La morte è un evento naturale che interessa tutti gli individui e non spetta all'uomo anticiparne i tempi. La vita è un dono di Dio e non è ammesso che l'uomo possa scegliere di abbreviarla. Esperienze scientifiche rigorosamente provato sembrano dimostrare che, fa il momento della morte apparente e l'istante in cui essa avviene realmente, esiste sempre un periodo di tempo, più o meno lungo, di vita latente. La ragione fisiologica del persistere della vita nelle parti più intime dell'organismo, anche dopo che esso abbia cessato le grandi funzioni della respirazione e della circolazione, sta nel fatto che, finché le cellule e i tessuti che formano un organo non subiscono lesioni che le rendano inabili al funzionamento e, d'altro canto, conservano i mezzi vitali indispensabili per il loro sostentamento (sostanze nutritive, ossigeno, ecc...) l'organo può continuare a vivere per via della sua unione col resto dell'organismo. Per quanto sia vero che, una volta cessata la respirazione e la circolazione, cesseranno di giungere alle cellule ed ai tessuti i nuovi elementi vitali, che quindi dovranno morire per inazione se non vengono ristabilite le sopraddette funzioni, è tuttavia certo che, in virtù degli elementi accumulati costituenti la riserva organica, possono continuare a vivere a loro spese fino a che tali riserve si esauriranno o che quelle funzioni tornino a ristabilirsi. La morte non arriva in un solo colpo; è un processo graduale che passa dalla vita alla morte apparente e da questa alla morte effettiva.

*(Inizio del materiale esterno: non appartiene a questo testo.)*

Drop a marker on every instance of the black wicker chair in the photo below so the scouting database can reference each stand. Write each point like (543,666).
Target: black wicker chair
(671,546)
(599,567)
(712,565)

Poiché lo stato di morte apparente può durare a lungo il segno di morte più sicuro è la putrefazione. Per prelevare con coscienza tranquilla un organo da un cadavere è necessario che l'individuo sia veramente cadavere. "Nel caso dubbio - dichiara Pio XII - si può anche ricorrere a presunzioni di diritto e di fatto. In generale, bisognerà provare con certezza che l'individuo è venuto meno". Concludiamo: se la donazione di organi è un atto di generosità, questo può avvenire tra vivi per quegli organi che non portano pregiudizio al soggetto donatore e negli altri casi gli espianti di organi possono essere solo su cadaveri a condizione che siano veramente tali. La "morte cerebrale" definita nei termini su citati non può essere ritenuta sufficiente per definire tout court morte dell'individuo. In ogni caso è meglio trattare un morto come se fosse vivo piuttosto che un vivo come se fosse morto.